Die WBG präsentiert sich heute als modern organisiertes Verlagshaus. Aktuell sind bei der WBG ca. 3500 Buchtitel lieferbar. Außer dem Buchprogramm aus rund 20 geistes- und naturwissenschaftlichen Disziplinen werden Hörbücher, CDs, CD-ROMs, DVDs, Videos, Kunstobjekte und Büchermöbel angeboten. Darüber hinaus hält die WBG für ihre Mitglieder Titel zum Download als e-book bereit. Rund 140.000 Mitglieder weltweit profitieren hiervon, ca. 20.000 leben im Ausland. 90 Mitarbeiter sind in den Bereichen Lektorat, Herstellung, Marketing, Presse- und Öffentlichkeitsarbeit, Service, Buchhaltung und Versand beschäftigt. Der Anteil der Titel am gesamten Buchprogramm, die eigenverantwortlich von der WBG herausgegeben werden, beträgt zwei Drittel, der der Lizenzen und Koproduktionen ein Drittel.

Im Programm der WBG erscheinen jährlich ca. 250 Novitäten. Renommierte Reihen wie die „Freiherr-vom- Stein-Gedächtnisausgabe“ (FSGA) mit ausgewählten Quellen zur deutschen Geschichte, die WBG-Länderkunden, die seit über 40 Jahren im Programm sind, die „Texte zur Forschung“ (TZF), wissenschaftlich sorgfältig editierte Texte in den Originalsprachen Latein und Griechisch mit zeitgemäßen Übersetzungen, die „Gestalten der Antike“ (GDA) und die „Gestalten des Mittelalters und der Renaissance“ (GMR) werden regelmäßig um weitere Bände ergänzt. Hinzu kamen neue Reihen wie „Edition Antike“ (EDA) in den Altertumswissenschaften oder „Symbolische Kommunikation in der Vormoderne“ (SKV), „Veröffentlichungen der Forschungsstelle Ludwigsburg“ in den Geschichtswissenschaften, „Neue Wege der Forschung“ und andere. Stark ausgebaut wurde in den letzten Jahren mit „Einführungen“, „Kompakt-Bänden“, „Werkinterpretationen“ etc. der Bereich „Studienliteratur“ in den Fachgebieten Altertums-, Erziehungs-, Geowissenschaften, in Geschichte, Theologie, Philosophie und den neueren Philologien. Das e-book-Angebot wird im Jubiläumsjahr stark ausgebaut werden.

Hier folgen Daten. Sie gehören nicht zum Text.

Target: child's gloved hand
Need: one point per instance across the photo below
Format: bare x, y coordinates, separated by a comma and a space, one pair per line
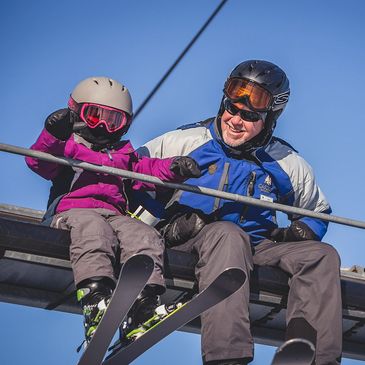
185, 167
297, 231
60, 124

Immer wieder werden Bücher aus der WBG-Verlagsgruppe mit Preisen ausgezeichnet, so z.B. Anton Holzers „Die andere Front“ mit dem Deutschen Fotobuchpreis, Ernst Schuberts „Essen und Trinken im Mittelalter“ mit dem Preis „Historisches Buch des Jahres der Zeitschrift Damals“ oder Peter Rothes „Erdgeschichte“ mit dem Preis „Wissenschaftsbuch des Jahres der Zeitschrift Bild der Wissenschaft“.

Mit Museen kooperiert die WBG seit 1997: Das Partnerschaftskonzept ermöglicht Museen, die sich den Themen Kunst, Kultur, Archäologie und Geschichte verschrieben haben, über die WBG und deren Tochterunternehmen, insbesondere auch in denen in der Verlagsgruppe erscheinenden Zeitschriften „Archäologie in Deutschland“ und „Antike Welt“ über ihre Ausstellungen ausführlich zu informieren und somit auch Besucherzahlen zu erhöhen. Die Ausstellungskataloge erscheinen im Gegenzug in der Buchhandelsausgabe und einer WBG-Mitgliederausgabe in der Verlagsgruppe. Ihren Mitgliedern bietet die WBG darüber hinaus in diesem Rahmen Reisen zu den entsprechenden Ausstellungen, kostenfreie oder ermäßigte Eintrittspreise und Sonderführungen an. Die Mitglieder der Museumsförderkreise bzw. –vereine können im Rahmen einer Sammelmitgliedschaft über das Museum Mitglieder der WBG werden.

Seit 2007 bietet die WBG außerdem ein Kooperationsmodell für Zeitungen an: Auch hier können die Abonnenten der jeweils kooperierenden Zeitung über eine WBG-Sammelmitgliedschaft Mitglieder der WBG werden. Sie profitieren so von den WBG-Vorteilen, wobei die Zeitung den entsprechenden Mitgliedsbeitrag übernimmt und die Bezugspflicht abdeckt.

Der Buchhandel erhält seit August 2008 alle Novitäten der Verlagsgruppe gebündelt in gemeinsamer Auslieferung über KNOe zu den jeweiligen Auslieferungsterminen.

Nach wie vor ist die WBG gemäß ihrer Gründungsidee bei ihren gesamten Aktivitäten nicht kommerziell ausgerichtet und reinvestiert erwirtschaftete Gewinne gemäß ihrer Satzung in die Förderung von Bildung, Wissenschaft und Kultur. Die WBG ist wirtschaftlich eigenständig und unabhängig, ein gutes Fundament für ihre politische und weltanschauliche Unabhängigkeit und für weiterhin qualitativ hochwertige Produkte.